March 29 (~07:20 – ~18:15)
Dirt Road & Water Tank / Rodrigues Rd – tentsite before Third Gate (19.5 mi / Total: 89.7 mi)
I try to get up early, but when my alarm goes off at five, I can’t for the life of me remember why I’d want to get up when it’s still that cold and dark. I snooze. Soon after I try another technique to stimulate myself to get going faster, and deflate my mattress, but it’s just making me more cold and I don’t want to leave my quilt. I can’t win. When I leave it’s pretty much the time I’d normally set off. I seems I need about an hour and a half between waking up and walking, and I really wish I could do it faster.
I leave my little campsite and pass the water cache with a few tents scattered around. Another woman is just packing up and she says good morning, and then tells me she saw me yesterday, and that I look like I’ve been hiking all my life. It makes me laugh, it must be this smaller backpack, which only works when I hardly carry any water, or food.
I resume the trail in the shade of the mountain and fly along the steep mountainside, overlooking a valley once more. It’s magnificent. As the path skirts around I find myself all alone, surrounded by cacti and a wandering path that snakes around the base of the mountainside.
It’s midday when I reach the water cache at Scissors Crossing, where the PCT crosses Highway S2. Trail Angels keep a water cache underneath the bridge in the dry riverbed, and I find gallons of water stored in buckets. I fill up to about 2.5 litres, which is a lot less than many other hikers who carry 5 litres or so, but it also means I have to make it across the mountain to the next water cache, another 14 miles away.
Once I get to the bridge I’m finally caught up by a bunch of ultralight hikers I’ve never seen before, and I hear them mention they’d walked 13 miles before noon. They all plan to hitch into Julian for the free pie that is offered to PCT hikers coming through, and I am the only one continuing the trail in the heat of day.

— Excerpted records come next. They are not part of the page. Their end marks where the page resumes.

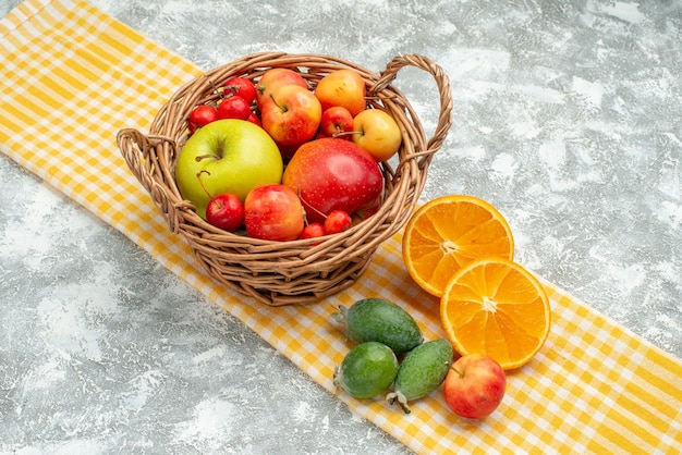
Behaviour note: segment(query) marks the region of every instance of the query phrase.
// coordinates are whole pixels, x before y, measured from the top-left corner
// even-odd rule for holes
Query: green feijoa
[[[424,336],[407,311],[385,298],[364,298],[346,308],[339,306],[332,317],[344,323],[356,343],[376,341],[401,354],[422,344]]]
[[[446,379],[454,351],[448,340],[434,340],[412,349],[398,370],[393,392],[386,395],[389,404],[398,404],[410,414],[407,402],[435,391]]]
[[[333,383],[355,398],[372,398],[393,383],[398,368],[390,347],[378,342],[362,343],[345,355],[334,371]]]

The mountain is something else. Dry and exposed, and burning at this time of day. There are so many cacti and wildflowers and butterflies that if feels like a botanical garden. I see local dayhikers come down and I wonder if they know something I don’t – perhaps I’m not supposed to go up this mountain at all at this time of day. But no one mentions anything so I just go, and trust it’ll be al right. I begin to climb up steeply, but the numerous switchbacks make it all so much easier – so far the PCT is much more of a wonderful, elongated walk than it is a challenge.

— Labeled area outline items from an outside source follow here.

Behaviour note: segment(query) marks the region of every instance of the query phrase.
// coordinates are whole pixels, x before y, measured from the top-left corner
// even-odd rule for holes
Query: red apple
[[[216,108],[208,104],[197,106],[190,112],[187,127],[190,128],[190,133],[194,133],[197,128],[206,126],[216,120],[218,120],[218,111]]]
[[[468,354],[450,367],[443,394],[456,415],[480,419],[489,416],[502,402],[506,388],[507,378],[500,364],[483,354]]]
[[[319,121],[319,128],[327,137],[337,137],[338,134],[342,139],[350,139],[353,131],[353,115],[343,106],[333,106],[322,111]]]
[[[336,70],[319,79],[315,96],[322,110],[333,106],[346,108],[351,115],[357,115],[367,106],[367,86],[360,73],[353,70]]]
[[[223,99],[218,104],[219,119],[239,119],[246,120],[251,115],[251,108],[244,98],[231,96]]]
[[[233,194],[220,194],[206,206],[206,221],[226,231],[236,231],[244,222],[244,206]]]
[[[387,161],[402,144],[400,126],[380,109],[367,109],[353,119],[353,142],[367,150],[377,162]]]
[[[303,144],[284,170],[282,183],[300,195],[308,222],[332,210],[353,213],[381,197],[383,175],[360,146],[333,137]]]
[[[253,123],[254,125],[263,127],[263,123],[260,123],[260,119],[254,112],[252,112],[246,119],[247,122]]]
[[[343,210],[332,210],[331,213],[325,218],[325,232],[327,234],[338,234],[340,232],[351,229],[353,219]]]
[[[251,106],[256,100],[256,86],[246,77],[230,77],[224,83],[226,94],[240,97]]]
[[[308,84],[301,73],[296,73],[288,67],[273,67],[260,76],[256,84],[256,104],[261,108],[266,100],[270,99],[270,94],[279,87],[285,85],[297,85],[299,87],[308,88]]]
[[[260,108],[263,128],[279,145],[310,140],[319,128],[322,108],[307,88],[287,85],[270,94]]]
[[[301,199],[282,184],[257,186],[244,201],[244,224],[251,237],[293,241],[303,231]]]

I break once again and watch another episode of Star Trek, when Speedy finally catches up again. I was expecting her much earlier, but it seems I’d just missed her at the water cache. We walk together for a few miles until we spot her a perfect campsite, and I continue alone.
It’s after 3 pm now, and there are only a few other hikers left on the trail, and I pass them as they set up their tents. Then it grows quiet, and I’m the only one left walking. I appreciate the solitude but at the same time it feels somewhat daunting, and I’m overly aware of the roads running in the far distance, and how alone I am.
Soon the trail begins to switchback intensely, and there are so many blue wildflowers I begin to worry that they’re actually poisonous plants, and just to be sure I try to pass without touching any. It gets later. I want to make it to the water cache but it’s still quite far. The sun is making me tired and my footing grows unsteady so I decide to go to one of the campsites about a mile before the cache. I still have water left from the cache at the bridge. It is so soft I find it difficult to drink, and I have just enough left to last me until the next day. Then I walk the last moments into the setting sun and set up camp right next to the trail, in a perfectly sheltered spot, watching the sun hide from the world for another night.